MySQL聚类与非聚类索引性能

发布于 2025-02-13 22:20:16 字数 776 浏览 2 评论 0原文

我正在对MySQL群集与非聚类索引进行几个测试,其中我有一个表100GB_Table包含〜6000万行的:

100gb_table schema:
CREATE TABLE 100gb_table (
    id int PRIMARY KEY NOT NULL AUTO_INCREMENT,
    c1 int,
    c2 text,
    c3 text,
    c4 blob NOT NULL,
    c5 text,
    c6 text,
    ts timestamp NOT NULL default(CURRENT_TIMESTAMP)
);

我正在执行一个查询,该查询只读取群集索引:

SELECT id FROM 100gb_table ORDER BY id;

i'' m看到这个查询完成了几乎 〜55分钟,这很慢。我通过在主键列的顶部添加另一个索引来修改表,并运行以下查询,该查询迫使要使用的非群集索引:

SELECT id FROM 100gb_table USE INDEX (non_clustered_key) ORDER BY id;

< 10分钟中完成,比阅读快得多。与群集索引。为什么这两者之间存在如此巨大的差异?我的理解是,这两个索引都将索引列的值存储在树结构中,除了群集索引包含叶子节点中的表数据,因此我希望两个查询都表现出类似的性能。 Blob列可能会扭曲聚类索引结构吗?

I'm running a couple tests on MySQL Clustered vs Non Clustered indexes where I have a table 100gb_table which contains ~60 million rows:

100gb_table schema:
CREATE TABLE 100gb_table (
    id int PRIMARY KEY NOT NULL AUTO_INCREMENT,
    c1 int,
    c2 text,
    c3 text,
    c4 blob NOT NULL,
    c5 text,
    c6 text,
    ts timestamp NOT NULL default(CURRENT_TIMESTAMP)
);

and I'm executing a query that only reads the clustered index:

SELECT id FROM 100gb_table ORDER BY id;

I'm seeing that it takes almost an ~55 min for this query to complete which is strangely slow. I modified the table by adding another index on top of the Primary Key column and ran the following query which forces the non-clustered index to be used:

SELECT id FROM 100gb_table USE INDEX (non_clustered_key) ORDER BY id;

This finished in <10 minutes, much faster than reading with the clustered index. Why is there such a large discrepancy between these two? My understanding is that both indexes store the index column's values in a tree structure, except the clustered index contains table data in the leaf nodes so I would expect both queries to be similarly performant. Could the BLOB column possibly be distorting the clustered index structure?

如果你对这篇内容有疑问,欢迎到本站社区发帖提问 参与讨论,获取更多帮助,或者扫码二维码加入 Web 技术交流群。

扫码二维码加入Web技术交流群

发布评论

需要 登录 才能够评论, 你可以免费 注册 一个本站的账号。

评论(1

愁杀 2025-02-20 22:20:16

答案是如何列出数据。

主键与数据一起“聚集”;也就是说,数据由B+树结构中的PK订购。要读取所有ids,必须读取整个btree。

任何次级索引也都在B+树结构中,但它包含(1)索引的列,以及(2)PK中的任何其他列。

在您的示例中(大概有很多[大概]笨重的列),数据btree比辅助索引大得多(仅ID)。
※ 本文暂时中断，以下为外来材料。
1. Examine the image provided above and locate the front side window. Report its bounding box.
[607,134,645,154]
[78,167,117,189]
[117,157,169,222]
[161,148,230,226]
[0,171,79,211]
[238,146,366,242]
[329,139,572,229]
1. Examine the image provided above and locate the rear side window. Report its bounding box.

任何一个测试都可能需要从磁盘中读取所有相关块。

旁注...这还不如可能。一排的大小约为8KB。 文本blob列(当简短)中包含在该8KB中。但是,当一个人笨重时,它会放在另一个地方,留下文本/斑点的“指针”。因此,数据btree的主要部分比直接包含所有文本/斑点数据的情况小。

由于从tbl中选择ID是一个不必要的查询,因此InnoDB的设计不必担心您发现的效率低下。

通过或在其中等上订购订单,并且可以进行许多不同的优化。您甚至可能会发现索引(C1)将使您的查询在不超过10分钟内运行。 (我想我已经为您提供了“为什么”的所有线索。)

另外,如果您从TBL 中完成了选择 *,则可能需要超过55分钟。这是因为有额外的[随机]获取以获取“外记录”存储中的文本/斑点。从网络时间到铲除更多数据。

The answer comes in how the data is laid out.

The PRIMARY KEY is "clustered" with the data; that is, the data is order ed by the PK in a B+Tree structure. To read all of the ids, the entire BTree must be read.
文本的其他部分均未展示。